COMMENT LA
MAMIE CHERCHAIT SA JEUNESSE
Année de création 2015
Année de création 2015
Une histoire inspirée par les contes traditionnels russes. Une mamie se rend compte un jour que sa jeunesse n'est plus là. Elle se lance à sa poursuite et rencontre des drôles de personnages sur son chemin avant de retrouver ce qu'elle cherche.
Une mamie perdit sa jeunesse. Elle oublia tout simplement où elle l’avait mis.
Elle regarda sous la table. Rien. Elle regarda au four. Rien, non plus.
Puis elle fit un tour dans le jardin en inspectant surtout le grand
pommier, au cas où sa jeunesse s’était accrochée sur l’une de ses branches.
Mais elle ne trouva aucune trace de jeunesse.
La mamie ferma alors sa maison à
clé et partit à la recherche de sa jeunesse.
Trois jours et trois nuits passèrent avant qu’elle rencontra quelqu’un.
Ce fut un corbeau perché sur une branche d’un grand chêne tout desséché.
– Est-ce toi qui emporta ma
jeunesse dans ton bec ? demanda la mamie.
– Bien sûr que non ! objecta le corbeau. Jette un coup d’œil sur moi : je
vais bientôt me transformer en poussière, tout comme ce vieux chêne ! Si je
t’avais volé ta jeunesse, crois-tu que je resterais planté là, comme une branche cassée ?
« Tant pis », se dit la mamie et
continua son chemin.
Elle marchait, elle marchait, puis
elle marchait encore. Soudain elle vit un lion. Le lion remarqua, lui aussi, la
mamie. Il rugit en ouvrant grand sa bouche.

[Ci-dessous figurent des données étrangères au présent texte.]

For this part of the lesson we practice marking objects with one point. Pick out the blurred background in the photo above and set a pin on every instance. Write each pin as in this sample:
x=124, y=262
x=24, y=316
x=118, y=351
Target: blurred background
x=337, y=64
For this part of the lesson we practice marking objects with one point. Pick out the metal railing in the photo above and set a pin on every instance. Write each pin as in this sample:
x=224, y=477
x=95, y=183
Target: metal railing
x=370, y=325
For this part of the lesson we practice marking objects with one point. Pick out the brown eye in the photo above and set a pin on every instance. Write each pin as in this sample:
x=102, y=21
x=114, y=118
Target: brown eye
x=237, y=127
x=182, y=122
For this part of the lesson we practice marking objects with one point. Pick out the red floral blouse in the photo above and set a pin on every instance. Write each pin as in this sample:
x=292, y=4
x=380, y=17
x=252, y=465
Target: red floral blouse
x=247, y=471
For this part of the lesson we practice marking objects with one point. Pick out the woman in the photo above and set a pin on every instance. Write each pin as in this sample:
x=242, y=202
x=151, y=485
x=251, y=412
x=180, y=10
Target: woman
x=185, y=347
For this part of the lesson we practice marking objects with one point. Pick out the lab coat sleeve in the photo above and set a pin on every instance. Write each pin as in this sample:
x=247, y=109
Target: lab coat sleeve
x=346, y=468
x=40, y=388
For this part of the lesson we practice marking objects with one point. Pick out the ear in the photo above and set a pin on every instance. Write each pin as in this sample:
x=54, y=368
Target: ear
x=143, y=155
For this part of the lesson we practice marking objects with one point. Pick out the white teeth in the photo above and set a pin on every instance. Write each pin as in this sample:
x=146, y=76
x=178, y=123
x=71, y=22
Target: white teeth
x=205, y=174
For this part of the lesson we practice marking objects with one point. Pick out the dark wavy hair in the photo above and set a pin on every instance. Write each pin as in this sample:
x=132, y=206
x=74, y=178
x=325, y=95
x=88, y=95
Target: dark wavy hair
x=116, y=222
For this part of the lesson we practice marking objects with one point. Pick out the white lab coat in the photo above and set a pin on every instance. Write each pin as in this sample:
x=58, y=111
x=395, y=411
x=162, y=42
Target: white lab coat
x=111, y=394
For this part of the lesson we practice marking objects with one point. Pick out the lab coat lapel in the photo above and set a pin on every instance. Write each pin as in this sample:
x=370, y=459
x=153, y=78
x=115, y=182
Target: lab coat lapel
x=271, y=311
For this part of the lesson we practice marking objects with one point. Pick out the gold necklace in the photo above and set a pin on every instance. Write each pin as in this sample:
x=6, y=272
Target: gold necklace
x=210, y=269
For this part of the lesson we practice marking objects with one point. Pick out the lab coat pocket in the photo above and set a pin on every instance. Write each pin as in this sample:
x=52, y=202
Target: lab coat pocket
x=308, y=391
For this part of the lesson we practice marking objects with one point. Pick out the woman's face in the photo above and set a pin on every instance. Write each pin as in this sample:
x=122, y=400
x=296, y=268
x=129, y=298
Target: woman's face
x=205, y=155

– Est-ce toi qui emporta ma jeunesse dans tes dents ? Je ne la trouve
nulle part, se plaignit la mamie.
Le lion trouva le comportement de cette vieille paysanne très étrange. Il
aimait qu’on le respecte et qu’on ait peur de lui. Le lion se mit alors à
grommeler.
– Mais de quelles dents tu parles, vieille sorcière ! Il ne m’en reste
que le nom… Jadis je t’aurais déchirée pour une telle arrogance, et maintenant
il ne me reste que rugir… Oh, si seulement je retrouvais ta jeunesse… Ou la
mienne !
La mamie haussa les épaules. Qu’est-ce que les lions peuvent être nerveux
!
Et la mamie reprit sa route et marcha pendant un très long moment. Puis
elle rencontra le diable.
– Cette fois-ci c’est sûrement toi qui me l’a volé, ma jeunesse ! Je suis
sûre que tu l’emportas sur tes cornes ! dit la mamie.

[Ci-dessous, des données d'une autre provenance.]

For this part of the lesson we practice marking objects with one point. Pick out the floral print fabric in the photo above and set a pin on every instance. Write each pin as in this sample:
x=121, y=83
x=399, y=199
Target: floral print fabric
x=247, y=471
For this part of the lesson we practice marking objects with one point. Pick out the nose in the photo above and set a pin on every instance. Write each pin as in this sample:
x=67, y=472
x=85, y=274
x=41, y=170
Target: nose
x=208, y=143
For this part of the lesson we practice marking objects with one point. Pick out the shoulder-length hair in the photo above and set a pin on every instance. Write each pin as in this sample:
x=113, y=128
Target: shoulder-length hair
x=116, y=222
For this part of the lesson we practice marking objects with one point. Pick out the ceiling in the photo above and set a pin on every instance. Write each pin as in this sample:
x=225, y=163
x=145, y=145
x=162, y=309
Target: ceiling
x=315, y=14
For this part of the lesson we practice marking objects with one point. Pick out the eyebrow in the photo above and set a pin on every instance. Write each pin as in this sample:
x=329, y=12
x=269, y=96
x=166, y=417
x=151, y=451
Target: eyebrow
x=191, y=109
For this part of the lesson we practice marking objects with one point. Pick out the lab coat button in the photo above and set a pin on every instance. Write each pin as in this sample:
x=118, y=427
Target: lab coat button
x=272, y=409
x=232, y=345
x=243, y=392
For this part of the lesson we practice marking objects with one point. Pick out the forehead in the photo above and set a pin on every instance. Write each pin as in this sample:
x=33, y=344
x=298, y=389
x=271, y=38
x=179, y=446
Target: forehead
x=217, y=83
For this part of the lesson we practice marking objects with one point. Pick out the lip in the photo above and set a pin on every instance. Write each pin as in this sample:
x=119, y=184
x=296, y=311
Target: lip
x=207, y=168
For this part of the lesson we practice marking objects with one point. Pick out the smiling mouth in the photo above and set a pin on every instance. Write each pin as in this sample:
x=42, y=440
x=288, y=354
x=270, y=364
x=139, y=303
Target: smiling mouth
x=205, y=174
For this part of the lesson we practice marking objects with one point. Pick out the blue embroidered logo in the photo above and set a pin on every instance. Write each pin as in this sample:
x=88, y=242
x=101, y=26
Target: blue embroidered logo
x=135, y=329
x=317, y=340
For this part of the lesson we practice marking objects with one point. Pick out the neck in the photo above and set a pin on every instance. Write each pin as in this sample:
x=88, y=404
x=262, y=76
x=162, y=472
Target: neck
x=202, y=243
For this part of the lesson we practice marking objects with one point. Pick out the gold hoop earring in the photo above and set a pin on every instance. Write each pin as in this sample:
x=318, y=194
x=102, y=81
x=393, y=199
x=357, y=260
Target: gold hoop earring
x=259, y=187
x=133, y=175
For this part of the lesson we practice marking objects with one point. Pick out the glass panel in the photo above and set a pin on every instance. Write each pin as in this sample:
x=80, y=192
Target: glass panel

– C’est n’importe quoi ! s’indigna le diable. On ne peut plus sortir se
promener, les gens se mettent à te faire des accusations grotesques ! Viens
avec moi dans ma grotte, tu chercheras toi-même. En fin de compte, elle
pourrait vraiment traîner quelque part chez moi, ta jeunesse.
La mamie qui fut une personne
plutôt dégourdie, acquiesça et sans réfléchir plus longtemps plongea aussitôt
derrière le diable dans sa grotte.
Au début elle ne vit rien car il faisait tout noir dans la grotte. Dans
peu de temps elle aperçut des pierres précieuses qui brillaient par ici et par là. Et oui, la grotte fut
équipée plutôt pas mal !
Puis, elle vit de nombreux bocaux
de verre. D’énormes bocaux.
– C’est quoi ? demanda la mamie.
– C’est rien… Juste les âmes… répondit le diable.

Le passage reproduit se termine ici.